Introduction

I needed a custom solution for loading a native node module in my nextjs project. The module was published with neon-bindings, and none of the below solutions worked for me:

  • node-loader – Doesn’t work in nextjs because of the __dirname lookup. Look at this line. In my api route, module is requested relative to that module.
  • webpack-asset-relocator-loader – Requires a hacky workaround because of a different path lookup is in dev/prod mode. I submitted an issue here for more details.

It’s not an issue in any of the loaders, or nextjs framework, I just needed to create a custom loader that would bootstrap the module from the correct lookup path. The module is used in node environment, so api routes and app page prop functions would work.

The module is a small slugifier utility that was written in Rust and interoperable with Node, I wrote about it in this article.

Code is available on Github and you can use the nextjs-node-loader. If you find it useful, give it a star on Github, thanks!

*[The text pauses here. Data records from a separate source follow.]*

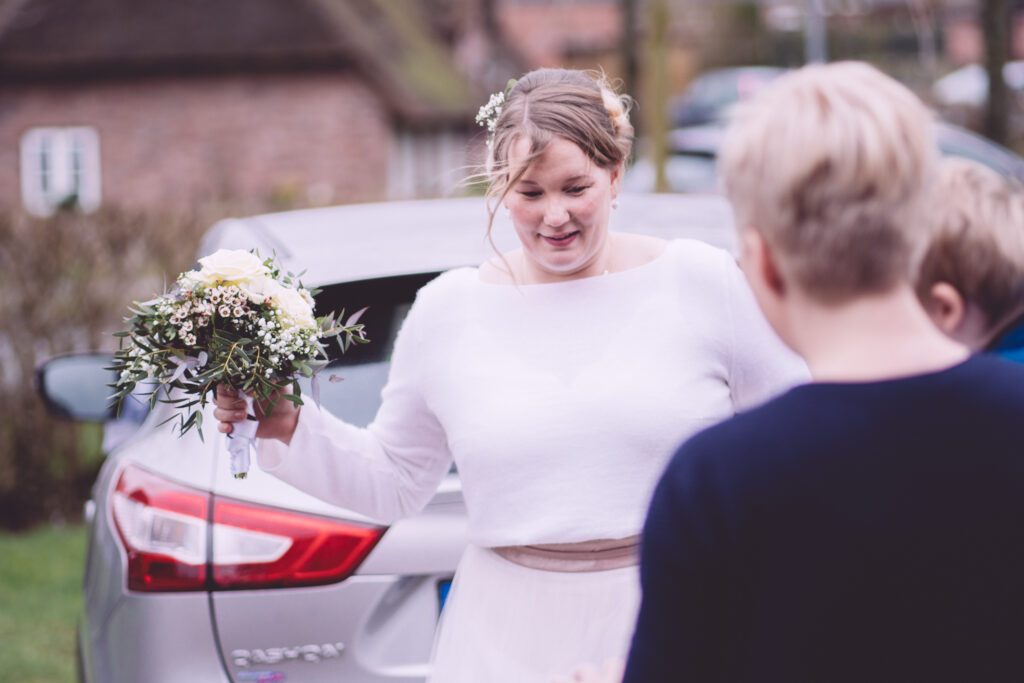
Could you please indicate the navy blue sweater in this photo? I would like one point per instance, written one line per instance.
(862, 532)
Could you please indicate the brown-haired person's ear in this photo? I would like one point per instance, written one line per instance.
(946, 307)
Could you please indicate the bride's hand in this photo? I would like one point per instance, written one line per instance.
(231, 408)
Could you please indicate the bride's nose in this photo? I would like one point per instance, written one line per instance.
(555, 214)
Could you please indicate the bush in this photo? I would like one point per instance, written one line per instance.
(65, 285)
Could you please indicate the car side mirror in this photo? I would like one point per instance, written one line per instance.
(75, 387)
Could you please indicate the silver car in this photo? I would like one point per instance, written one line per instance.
(195, 575)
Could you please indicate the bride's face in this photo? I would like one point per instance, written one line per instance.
(560, 209)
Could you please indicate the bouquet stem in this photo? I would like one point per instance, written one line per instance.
(241, 441)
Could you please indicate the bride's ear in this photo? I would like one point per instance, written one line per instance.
(616, 178)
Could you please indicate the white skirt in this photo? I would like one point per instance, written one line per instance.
(506, 623)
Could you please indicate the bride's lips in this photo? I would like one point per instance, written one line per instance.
(561, 240)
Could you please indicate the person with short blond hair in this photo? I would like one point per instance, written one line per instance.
(864, 526)
(971, 281)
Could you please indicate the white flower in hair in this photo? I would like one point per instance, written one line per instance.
(487, 116)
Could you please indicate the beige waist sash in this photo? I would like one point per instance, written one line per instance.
(586, 556)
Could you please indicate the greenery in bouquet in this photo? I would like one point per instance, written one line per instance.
(237, 321)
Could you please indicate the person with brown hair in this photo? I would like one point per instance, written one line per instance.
(971, 280)
(558, 377)
(864, 526)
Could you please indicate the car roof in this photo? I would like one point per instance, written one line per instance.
(366, 241)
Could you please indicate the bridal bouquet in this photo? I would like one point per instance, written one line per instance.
(238, 321)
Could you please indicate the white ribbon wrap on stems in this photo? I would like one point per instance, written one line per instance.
(241, 441)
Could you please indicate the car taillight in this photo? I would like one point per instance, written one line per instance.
(165, 526)
(260, 547)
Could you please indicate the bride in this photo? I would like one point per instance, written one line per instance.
(559, 377)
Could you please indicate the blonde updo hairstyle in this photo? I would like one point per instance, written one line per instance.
(546, 103)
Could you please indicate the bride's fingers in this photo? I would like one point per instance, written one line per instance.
(235, 414)
(226, 391)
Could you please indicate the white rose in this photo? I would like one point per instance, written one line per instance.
(230, 266)
(294, 309)
(260, 289)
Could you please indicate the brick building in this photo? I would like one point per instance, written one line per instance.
(150, 103)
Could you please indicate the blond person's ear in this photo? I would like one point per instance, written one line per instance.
(946, 307)
(759, 263)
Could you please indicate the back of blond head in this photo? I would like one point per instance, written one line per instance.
(833, 165)
(978, 239)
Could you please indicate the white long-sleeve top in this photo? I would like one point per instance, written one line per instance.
(560, 402)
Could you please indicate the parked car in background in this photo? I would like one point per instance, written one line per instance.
(968, 86)
(699, 117)
(195, 575)
(693, 151)
(713, 93)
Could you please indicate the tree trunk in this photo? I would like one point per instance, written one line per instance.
(996, 16)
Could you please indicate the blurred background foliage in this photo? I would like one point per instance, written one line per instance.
(67, 281)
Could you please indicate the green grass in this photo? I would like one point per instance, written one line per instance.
(40, 600)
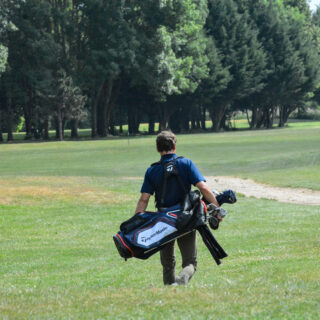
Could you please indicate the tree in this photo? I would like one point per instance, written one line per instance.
(241, 54)
(68, 102)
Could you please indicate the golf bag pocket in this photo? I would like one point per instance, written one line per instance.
(145, 233)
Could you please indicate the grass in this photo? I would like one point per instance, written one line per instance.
(60, 204)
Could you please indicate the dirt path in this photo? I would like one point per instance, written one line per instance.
(250, 188)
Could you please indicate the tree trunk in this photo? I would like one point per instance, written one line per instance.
(9, 119)
(114, 95)
(284, 113)
(59, 133)
(216, 115)
(46, 128)
(1, 136)
(164, 116)
(27, 109)
(203, 118)
(103, 104)
(94, 106)
(120, 119)
(151, 123)
(74, 128)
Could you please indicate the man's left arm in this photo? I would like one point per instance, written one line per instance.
(143, 202)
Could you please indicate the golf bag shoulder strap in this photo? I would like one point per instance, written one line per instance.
(170, 170)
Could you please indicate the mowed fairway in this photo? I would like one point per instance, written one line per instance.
(61, 203)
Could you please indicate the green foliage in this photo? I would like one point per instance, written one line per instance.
(174, 56)
(3, 58)
(20, 124)
(62, 203)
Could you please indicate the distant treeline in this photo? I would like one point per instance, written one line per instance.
(105, 63)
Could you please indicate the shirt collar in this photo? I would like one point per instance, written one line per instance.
(168, 157)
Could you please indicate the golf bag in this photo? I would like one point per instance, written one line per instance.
(148, 232)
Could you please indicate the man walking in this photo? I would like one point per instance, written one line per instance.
(174, 193)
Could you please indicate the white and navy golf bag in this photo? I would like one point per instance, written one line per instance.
(148, 232)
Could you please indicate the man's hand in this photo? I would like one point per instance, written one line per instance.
(207, 193)
(143, 202)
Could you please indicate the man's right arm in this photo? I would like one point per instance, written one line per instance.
(207, 193)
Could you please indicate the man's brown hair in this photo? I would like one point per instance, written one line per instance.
(166, 141)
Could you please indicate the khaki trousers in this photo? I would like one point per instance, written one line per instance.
(188, 249)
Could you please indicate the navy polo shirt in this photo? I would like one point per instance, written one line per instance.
(153, 179)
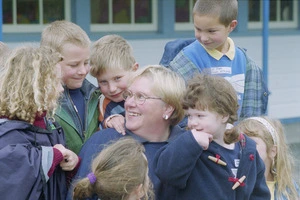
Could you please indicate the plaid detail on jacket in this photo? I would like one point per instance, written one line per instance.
(256, 93)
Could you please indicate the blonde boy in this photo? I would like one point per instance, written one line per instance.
(78, 113)
(112, 61)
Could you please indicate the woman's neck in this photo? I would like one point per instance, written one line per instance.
(155, 134)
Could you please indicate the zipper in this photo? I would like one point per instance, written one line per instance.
(75, 108)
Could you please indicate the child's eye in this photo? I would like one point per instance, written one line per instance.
(102, 83)
(118, 78)
(74, 65)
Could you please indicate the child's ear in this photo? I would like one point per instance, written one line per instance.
(232, 25)
(273, 151)
(139, 192)
(135, 66)
(225, 119)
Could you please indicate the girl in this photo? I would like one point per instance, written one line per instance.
(119, 172)
(273, 149)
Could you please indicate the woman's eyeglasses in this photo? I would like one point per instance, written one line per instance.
(138, 97)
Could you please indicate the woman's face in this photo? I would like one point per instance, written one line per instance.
(144, 118)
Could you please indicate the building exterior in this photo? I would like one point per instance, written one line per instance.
(23, 20)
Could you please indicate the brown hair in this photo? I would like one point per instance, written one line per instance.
(119, 169)
(213, 93)
(283, 164)
(111, 52)
(226, 10)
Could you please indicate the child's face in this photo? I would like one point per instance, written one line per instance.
(58, 71)
(112, 83)
(75, 65)
(206, 121)
(261, 147)
(210, 33)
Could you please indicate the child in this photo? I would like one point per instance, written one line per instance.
(32, 153)
(213, 52)
(198, 164)
(273, 149)
(77, 113)
(112, 62)
(120, 171)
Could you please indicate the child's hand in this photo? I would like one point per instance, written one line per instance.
(118, 123)
(202, 138)
(70, 158)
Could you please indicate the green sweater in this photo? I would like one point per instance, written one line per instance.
(68, 118)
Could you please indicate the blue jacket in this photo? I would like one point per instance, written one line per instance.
(95, 144)
(255, 100)
(26, 155)
(184, 165)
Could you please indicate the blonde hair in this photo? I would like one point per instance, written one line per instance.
(119, 169)
(29, 83)
(61, 32)
(226, 10)
(283, 165)
(213, 93)
(111, 52)
(167, 85)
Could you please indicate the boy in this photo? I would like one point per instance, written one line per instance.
(214, 52)
(112, 62)
(198, 163)
(77, 113)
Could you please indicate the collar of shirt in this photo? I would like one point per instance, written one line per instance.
(218, 55)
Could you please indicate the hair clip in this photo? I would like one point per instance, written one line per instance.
(238, 182)
(217, 160)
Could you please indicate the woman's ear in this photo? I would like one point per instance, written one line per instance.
(135, 66)
(168, 112)
(273, 151)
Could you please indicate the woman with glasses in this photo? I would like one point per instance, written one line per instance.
(152, 110)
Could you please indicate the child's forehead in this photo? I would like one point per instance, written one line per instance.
(116, 71)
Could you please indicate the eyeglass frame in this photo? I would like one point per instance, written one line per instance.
(136, 99)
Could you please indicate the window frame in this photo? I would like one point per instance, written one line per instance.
(188, 26)
(128, 27)
(30, 28)
(276, 24)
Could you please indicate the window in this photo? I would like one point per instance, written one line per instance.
(123, 15)
(32, 15)
(283, 14)
(184, 14)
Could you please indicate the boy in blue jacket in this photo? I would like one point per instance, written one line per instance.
(214, 52)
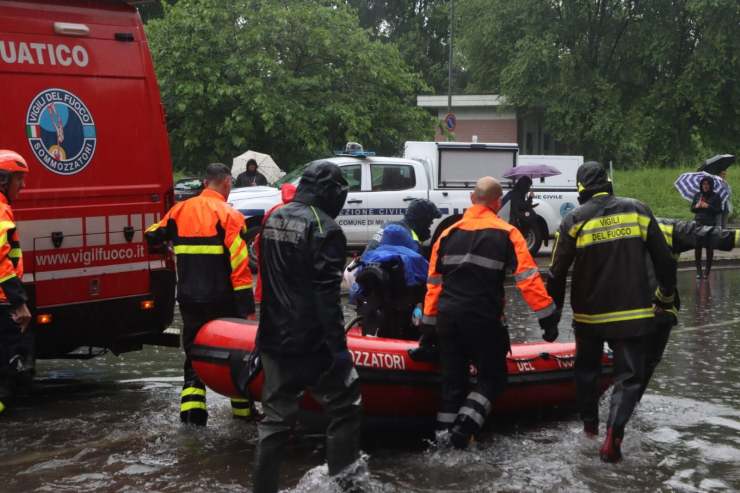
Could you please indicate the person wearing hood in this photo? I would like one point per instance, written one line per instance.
(707, 207)
(251, 177)
(301, 336)
(608, 239)
(417, 220)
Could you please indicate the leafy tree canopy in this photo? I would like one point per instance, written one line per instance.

Creating a Custom Webpack Loader

What’s a loader

Webpack loader is a module that is responsible for transforming a specific type of file into a format that can be used by the JavaScript application. In my case, when a .node resource is found, loader appends a string to the output. When that part is evaluated, it will bootstrap a matched .node resource.

Step by step

I personally took node-loader as a template, but here I’ll extract the core parts needed for a loader:

npm install webpack loader-utils --save-dev

Obviously, webpack is a must. And loader-utils provide utility functions for webpack loaders.

And the loader part looks like this:

const { interpolateName } = require("loader-utils");

const schema = require("./options.json");

module.exports = function(content) {
  const { rootContext, _compiler, getOptions, emitFile } = this;
  const options = getOptions(schema);
  const { flags } = options;
  const outputPath = _compiler.options.output.path;

  const name = interpolateName(this, "[name].[ext]", {
    context: rootContext,
    content,
  });

  emitFile(name, content);

  return `
try {
  process.dlopen(module, ${JSON.stringify(
    outputPath
  )} + require("path").sep + __webpack_public_path__ + ${JSON.stringify(name)}${
    typeof flags !== "undefined" ? `, ${JSON.stringify(options.flags)}` : ""
  });
} catch (error) {
  throw new Error('nextjs-node-loader:\\n' + error);
}
`;
}

module.exports.raw = true;

Loader code explained

  • Schema and interpolateName

The loader uses two external dependencies, loader-utils and options.json. loader-utils provides a helper function interpolateName which is used to create a name for the output file. options.json contains a schema for validating the options passed to the loader.

  • Emit file

The emitFile function is called with the output filename and the content of the file, which tells webpack to emit the file to the output directory.

  • The core functionality

The function returns a string that contains a try-catch block. This block attempts to load the emitted file using the dlopen function from the Node.js process module. The dlopen function takes two arguments: the first is the module to load, and the second is the path to the file to load.

The path module is used to construct the full path to the file, which includes the output path, the webpack public path, and the output filename. If the flags property is defined in the options object, it is also passed to dlopen as a third argument.

If an error occurs during the loading process, the catch block throws an error with a custom message that includes the name of this loader (nextjs-node-loader) and the error message.

  • What’s an export raw?

The module.exports.raw = true line tells webpack that the loader returns raw binary data instead of a UTF-8 encoded string.

Include loader in a Next.js conf

And our loader is ready for use in a nextjs project by including it in webpack configuration.

module.exports = {
  webpack: (config, { dev, isServer, webpack, nextRuntime }) => {
    config.module.rules.push({
      test: /\.node$/,
      use: [
        {
          loader: "nextjs-node-loader",
        },
      ],
    });
    return config;
  },
};

If you create a local webpack loader for your webpack config, you would include it like:

{
    test: <regex>,
    use: [{ loader: path.resolve(__dirname, '<your_loader>')}],
}

Conclusion

I tried the loader in app page fetch data functions, api routes, prod/dev, it should work.

If it doesn’t work for you, please submit an issue on Github.

As for the article, while the code examples are focusing on a specific use case, I think that the principles of creating a custom loader can be applied to a wide range of use cases. With a good understanding of the Webpack loader API and some familiarity with Node.js and JavaScript, you can create a custom loader that transforms any type of file into a format that can be used by your application.